Zaraz przypomina się czas Majdanu. Przypomina się ten nasz solidarny zryw w obronie Ukrainy. Jaka to była siła wtedy... Dzisiaj tak nie jest. Czy to tylko pandemiczne obostrzenia czy raczej zobojętnienie? Myślę, że to epokowa różnica Polski wtedy i Polski dzisiaj. Wspieraliśmy Majdan jako państwo imponujące szybkim rozwojem i silnymi strukturami demokracji. Byliśmy pionierem i autorytetem. Z takiej pozycji wyciągaliśmy pomocną dłoń. A dzisiaj? Spadliśmy na ostatnią ławkę. Jesteśmy postrzegani jako kraj, który z dnia na dzień idzie do tyłu. Czy można mówić, że dążymy do rzeczywistości białoruskiej? Na takie porównanie można się obruszyć i słusznie, rzecz tylko w tym, że nie mamy żadnych narzędzi, które mogą dyscyplinować bieg zdarzeń, gdyby szły w takim kierunku. Jedynym hamulcem jest różnica zdań wewnątrz koalicji, czyli kalkulacje poszczególnych ludzi.

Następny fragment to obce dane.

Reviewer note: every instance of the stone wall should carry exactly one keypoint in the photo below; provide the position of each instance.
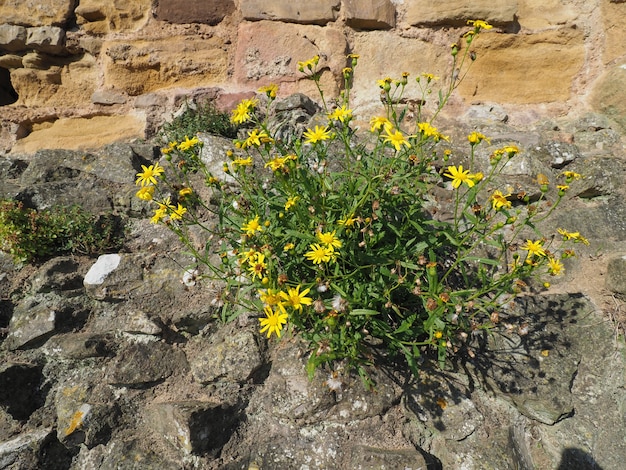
(69, 62)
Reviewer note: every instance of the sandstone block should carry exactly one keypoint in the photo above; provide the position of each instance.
(82, 133)
(48, 39)
(456, 12)
(194, 11)
(36, 12)
(269, 52)
(142, 66)
(12, 37)
(524, 69)
(370, 14)
(318, 12)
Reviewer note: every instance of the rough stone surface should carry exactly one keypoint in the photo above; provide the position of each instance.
(319, 12)
(458, 11)
(371, 14)
(498, 76)
(194, 11)
(36, 13)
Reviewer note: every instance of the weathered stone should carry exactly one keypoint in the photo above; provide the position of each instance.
(194, 11)
(370, 14)
(194, 427)
(36, 13)
(500, 72)
(11, 61)
(616, 274)
(230, 355)
(56, 81)
(108, 97)
(609, 94)
(83, 133)
(457, 12)
(144, 365)
(268, 52)
(144, 66)
(48, 39)
(319, 12)
(541, 14)
(12, 37)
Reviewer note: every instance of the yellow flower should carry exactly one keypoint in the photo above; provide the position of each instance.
(342, 114)
(257, 266)
(319, 254)
(329, 239)
(459, 176)
(177, 214)
(242, 162)
(534, 248)
(309, 64)
(243, 111)
(146, 193)
(188, 143)
(296, 299)
(318, 134)
(270, 296)
(270, 90)
(273, 321)
(555, 267)
(149, 174)
(185, 192)
(479, 24)
(379, 123)
(499, 200)
(252, 226)
(256, 138)
(575, 236)
(159, 214)
(291, 202)
(396, 139)
(276, 163)
(347, 222)
(476, 138)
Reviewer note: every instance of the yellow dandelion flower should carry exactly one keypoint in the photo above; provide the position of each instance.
(296, 299)
(149, 174)
(273, 321)
(459, 176)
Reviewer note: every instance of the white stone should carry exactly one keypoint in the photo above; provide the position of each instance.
(104, 266)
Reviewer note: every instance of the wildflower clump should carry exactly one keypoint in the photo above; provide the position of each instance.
(334, 240)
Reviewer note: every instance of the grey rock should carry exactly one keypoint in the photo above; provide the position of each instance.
(230, 355)
(616, 274)
(48, 39)
(12, 37)
(144, 365)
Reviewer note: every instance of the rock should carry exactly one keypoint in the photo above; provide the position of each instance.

Tak, nasza rzeczywistość zależy tylko od nastrojów, ambicji, rachunków osobistych wewnątrz władzy. Instancje, które powołać się mogą na logikę prawa i konstytucji, przynależą do jednej partii, więc zależymy od politycznych humorów, od większej lub mniejszej stabilności poszczególnych ludzi. A trudno nazwać stabilnym człowieka, który ofiarę reżimu publicznie radzi odesłać do Moskwy.